I also offered my niece a diamond, and she has never given me a definitive answer....

I told her she could pick from among many of my diamonds ranging from very tiny, but ideal cut and D color, up to larger ones that are not ideal but are larger.

I spoke to her husband alone, in French, to be sure that it was OK with him. But I think that, somehow, she doesn't want one from me. My brother said that I could always give her one as a gift. But my job is not to push things on her or on the couple.

I do have a Bellerina pendant that I had planned to give my daughter for her 16th birthday but then could not because she cut up and threw away jewelry. I considered giving that necklace to my niece. But that is a pretty expensive diamond to give to someone who may not want it. Without being crass about its cost, let me just say that it is a nice stone.
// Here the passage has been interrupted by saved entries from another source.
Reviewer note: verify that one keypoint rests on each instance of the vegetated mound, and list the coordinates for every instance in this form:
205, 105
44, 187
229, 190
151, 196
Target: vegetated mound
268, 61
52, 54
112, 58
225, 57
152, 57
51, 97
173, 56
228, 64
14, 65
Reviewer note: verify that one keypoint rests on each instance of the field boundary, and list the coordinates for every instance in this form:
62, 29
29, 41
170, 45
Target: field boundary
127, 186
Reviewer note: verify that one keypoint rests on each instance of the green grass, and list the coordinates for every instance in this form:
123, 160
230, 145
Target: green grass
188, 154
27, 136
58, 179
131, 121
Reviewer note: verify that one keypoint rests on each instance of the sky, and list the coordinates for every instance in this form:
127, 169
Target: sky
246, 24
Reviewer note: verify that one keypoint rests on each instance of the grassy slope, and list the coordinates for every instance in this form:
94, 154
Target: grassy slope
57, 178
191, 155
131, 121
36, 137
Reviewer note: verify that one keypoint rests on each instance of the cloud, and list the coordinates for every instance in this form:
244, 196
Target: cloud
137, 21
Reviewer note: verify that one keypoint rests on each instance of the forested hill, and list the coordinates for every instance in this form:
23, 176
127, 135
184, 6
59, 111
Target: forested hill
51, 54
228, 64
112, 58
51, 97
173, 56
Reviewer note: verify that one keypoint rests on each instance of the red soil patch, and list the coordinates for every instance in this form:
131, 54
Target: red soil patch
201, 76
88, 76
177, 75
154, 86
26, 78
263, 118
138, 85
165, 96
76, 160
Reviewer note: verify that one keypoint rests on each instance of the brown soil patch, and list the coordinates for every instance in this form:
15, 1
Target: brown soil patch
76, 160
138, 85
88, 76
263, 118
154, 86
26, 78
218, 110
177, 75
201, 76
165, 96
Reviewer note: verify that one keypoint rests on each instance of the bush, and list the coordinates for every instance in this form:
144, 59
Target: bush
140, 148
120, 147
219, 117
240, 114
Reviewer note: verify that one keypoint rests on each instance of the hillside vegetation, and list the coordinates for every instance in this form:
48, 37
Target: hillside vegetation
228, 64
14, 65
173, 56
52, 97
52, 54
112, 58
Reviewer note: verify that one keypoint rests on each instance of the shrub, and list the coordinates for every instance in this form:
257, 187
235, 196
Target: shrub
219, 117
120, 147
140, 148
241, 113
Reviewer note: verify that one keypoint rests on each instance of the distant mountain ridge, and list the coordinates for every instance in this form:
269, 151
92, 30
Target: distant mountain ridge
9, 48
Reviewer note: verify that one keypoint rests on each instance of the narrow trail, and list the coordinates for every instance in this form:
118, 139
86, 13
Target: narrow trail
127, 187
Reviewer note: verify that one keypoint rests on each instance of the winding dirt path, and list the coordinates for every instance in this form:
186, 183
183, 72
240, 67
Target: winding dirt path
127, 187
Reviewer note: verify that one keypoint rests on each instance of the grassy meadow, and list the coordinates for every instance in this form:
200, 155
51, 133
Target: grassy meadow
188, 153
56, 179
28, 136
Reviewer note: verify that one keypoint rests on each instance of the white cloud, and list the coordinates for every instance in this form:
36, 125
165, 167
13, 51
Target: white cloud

Here is a thread about it...[URL='https://www.pricescope.com/community/threads/i-bought-another-diamond.71160/']https://www.pricescope.com/community/threads/i-bought-another-diamond.71160/[/URL]

I am trying not to be childish about my niece "rejecting" my gift. I think part of the problem may be that she never gave me a definitive answer. But perhaps she felt that giving me a negative definitive answer would have been rude!

Deb ;))
 
let her husband know the offer is there re the diamond any time she wants to take you up on it.
gasp: diamonds may NOT be her thing!

sounds like she is ok with accepting "cake" when she deems it ok/suitable.
you offer and respect her decision: again, you are a really good auntie, Deb!
 
It sounds like such a lovely and thoughtful series of celebrations - I'm so happy to have seen this thread when it popped to the top!

Great idea about parve cookies...my boys have an intolerance to the proteins in dairy and I live fairly close to a large Jewish community...I might have to do some investigation. Something tells my my boys would be game!